News / Opinion / Editorials

In Our View: County Keeps Hearing ‘No’

Stormwater rules fight is being lost in the courts; it's time to give up

The Columbian
Published: September 26, 2012, 5:00pm

The message could not have been more clear, yet we wonder if Clark County commissioners were listening. All three judges on a Washington Court of Appeals panel rejected all four of the county’s arguments and ruled that the county is not adequately dealing with polluted stormwater runoff.That’s 12 separate “No” answers, according to our math. Quite compelling. Even NFL replacement refs would’ve made the same ruling, we suspect. And this was not the first time Clark County officials have heard that answer. The state Pollution Control Hearings Board previously dealt the same blow, noting the county’s compromise with the state Department of Ecology falls short of federal and state clean water laws. The Court of Appeals’ decision on Tuesday upheld that earlier ruling.

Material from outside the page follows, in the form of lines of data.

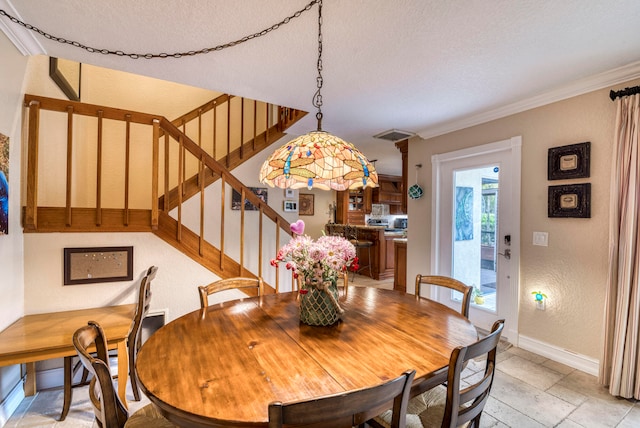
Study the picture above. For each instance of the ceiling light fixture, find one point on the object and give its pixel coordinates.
(318, 159)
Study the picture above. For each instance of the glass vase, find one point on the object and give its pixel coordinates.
(317, 308)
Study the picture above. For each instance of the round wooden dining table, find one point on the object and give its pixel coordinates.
(223, 365)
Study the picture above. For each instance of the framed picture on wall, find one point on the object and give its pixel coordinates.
(4, 185)
(570, 161)
(306, 202)
(570, 200)
(97, 264)
(260, 192)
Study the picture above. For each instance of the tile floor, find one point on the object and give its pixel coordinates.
(528, 391)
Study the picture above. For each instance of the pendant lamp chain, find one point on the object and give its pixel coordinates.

County commissioners now must decide if they want to appeal to the state Supreme Court. That would be the wrong strategy. Those repeated rejections by the courts are ample reason for commissioners to abandon this quixotic search for more lenient stormwater runoff rules. Stop spending tax dollars on these serial smackdowns.

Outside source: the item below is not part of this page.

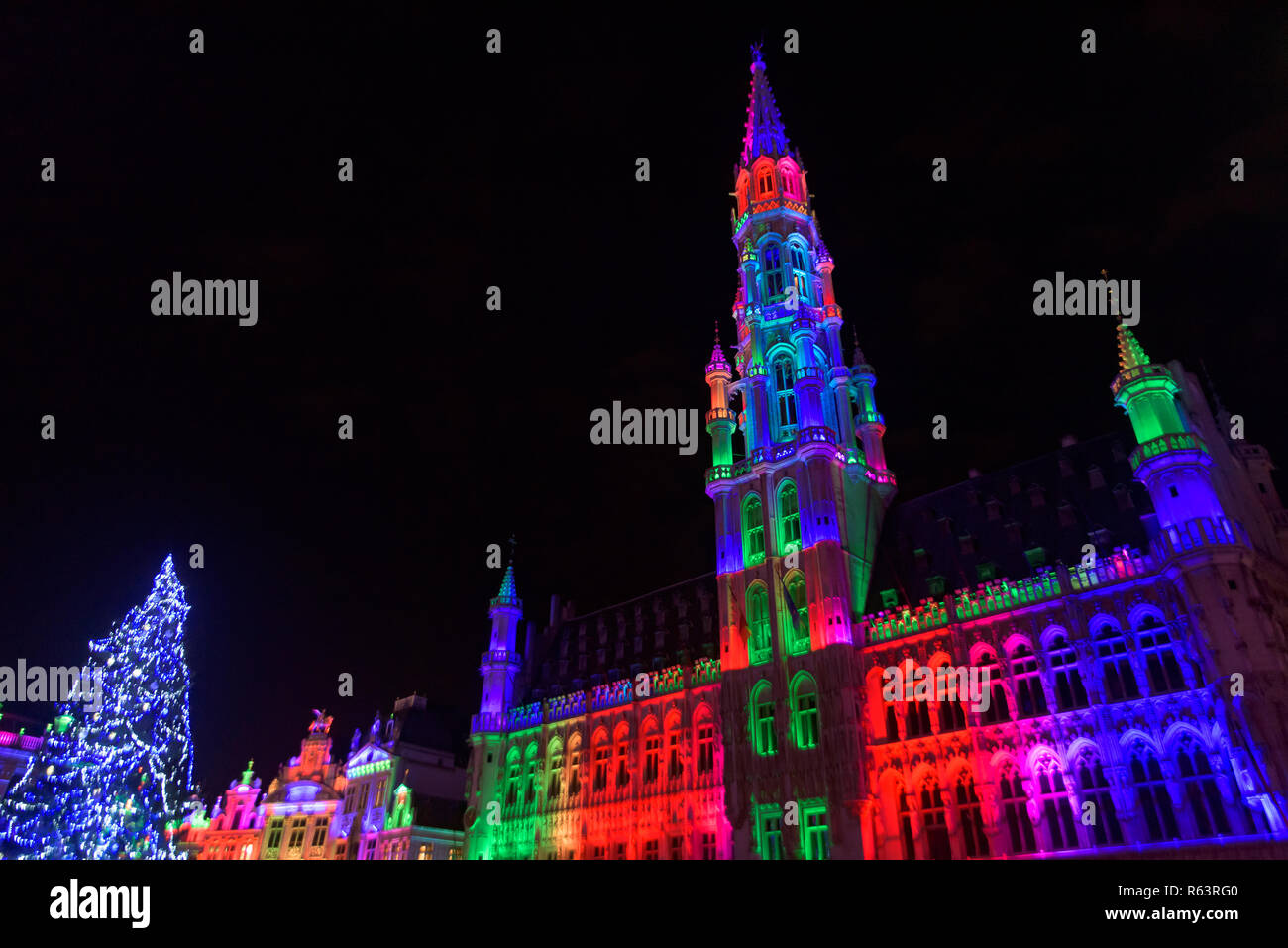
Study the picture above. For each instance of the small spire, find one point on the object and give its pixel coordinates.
(507, 588)
(717, 359)
(763, 133)
(1131, 353)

There are other reasons for county commissioners to cut their losses on this five-year dispute over stormwater rules. One motivation to quit the fight is the out-on-a-limb theory. Clark County is the only Western Washington jurisdiction to appeal the 2007 ruling by the DOE that newly developed land must drain as slowly as it did prior to Euro-American settlement. County commissioners and local developers (the local Building Industry Association joined the county in the most recent appeal) have argued that the pre-European settlement requirement is unreasonable. And it’s made even more so, they say, by the prevalence of clay in soils above the Columbia River valley, in many unincorporated areas.But the best approach now is for county officials to find ways to follow state law. That could mean higher costs for developers, and ultimately customers. For example, developers won’t be able to fit as many parcels into a subdivision because they’ll have to leave more land open for mitigation work.

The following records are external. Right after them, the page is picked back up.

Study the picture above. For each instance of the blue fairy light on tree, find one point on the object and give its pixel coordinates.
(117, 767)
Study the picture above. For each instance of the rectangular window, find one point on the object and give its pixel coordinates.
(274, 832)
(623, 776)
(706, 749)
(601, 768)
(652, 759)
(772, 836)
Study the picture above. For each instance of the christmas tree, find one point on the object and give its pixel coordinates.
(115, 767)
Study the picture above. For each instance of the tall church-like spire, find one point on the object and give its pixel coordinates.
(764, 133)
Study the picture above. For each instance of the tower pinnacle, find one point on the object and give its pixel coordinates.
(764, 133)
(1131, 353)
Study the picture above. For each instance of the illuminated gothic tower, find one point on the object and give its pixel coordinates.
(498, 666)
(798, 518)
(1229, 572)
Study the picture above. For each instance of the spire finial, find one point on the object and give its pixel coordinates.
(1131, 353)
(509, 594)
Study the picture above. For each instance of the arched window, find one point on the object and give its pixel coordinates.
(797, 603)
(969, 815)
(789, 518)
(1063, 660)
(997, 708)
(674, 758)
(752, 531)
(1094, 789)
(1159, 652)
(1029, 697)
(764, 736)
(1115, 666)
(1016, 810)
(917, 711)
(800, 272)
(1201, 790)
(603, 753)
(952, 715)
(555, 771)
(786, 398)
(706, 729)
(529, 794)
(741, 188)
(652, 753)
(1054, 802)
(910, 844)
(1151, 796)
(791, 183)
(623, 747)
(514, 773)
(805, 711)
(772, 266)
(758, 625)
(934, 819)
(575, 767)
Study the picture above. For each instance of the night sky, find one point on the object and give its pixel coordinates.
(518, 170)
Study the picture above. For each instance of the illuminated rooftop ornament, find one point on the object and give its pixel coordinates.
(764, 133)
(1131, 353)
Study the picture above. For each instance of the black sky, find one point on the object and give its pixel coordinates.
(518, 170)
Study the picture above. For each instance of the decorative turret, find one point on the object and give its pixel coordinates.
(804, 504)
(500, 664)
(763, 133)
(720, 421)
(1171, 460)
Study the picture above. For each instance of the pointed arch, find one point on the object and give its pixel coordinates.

But the current compromise that shifts part of the cost from developers to taxpayers is unfair to taxpayers, who already are unfairly burdened by having to pay for much of the growth in the county.

County officials complain that it’s unfair for some Puget Sound jurisdictions to receive exemptions to stormwater regulations. They also say watersheds in Clark County — Salmon Creek, for example — are much larger than many communities elsewhere.

None of those complaints, however, have gained any traction in repeated court battles.

County officials also have said the legal battles are worth it, that if the overly strict regulations are imposed, it actually will be a net loss for the environment because watersheds will continue to suffer degradation, and the economy also will suffer because of the higher cost of development.Are those points well taken? Perhaps among county officials, but they haven’t persuaded the courts. Meanwhile, other communities are finding ways to comply. It’s time for the county to cut bait and stop appealing stormwater runoff regulations.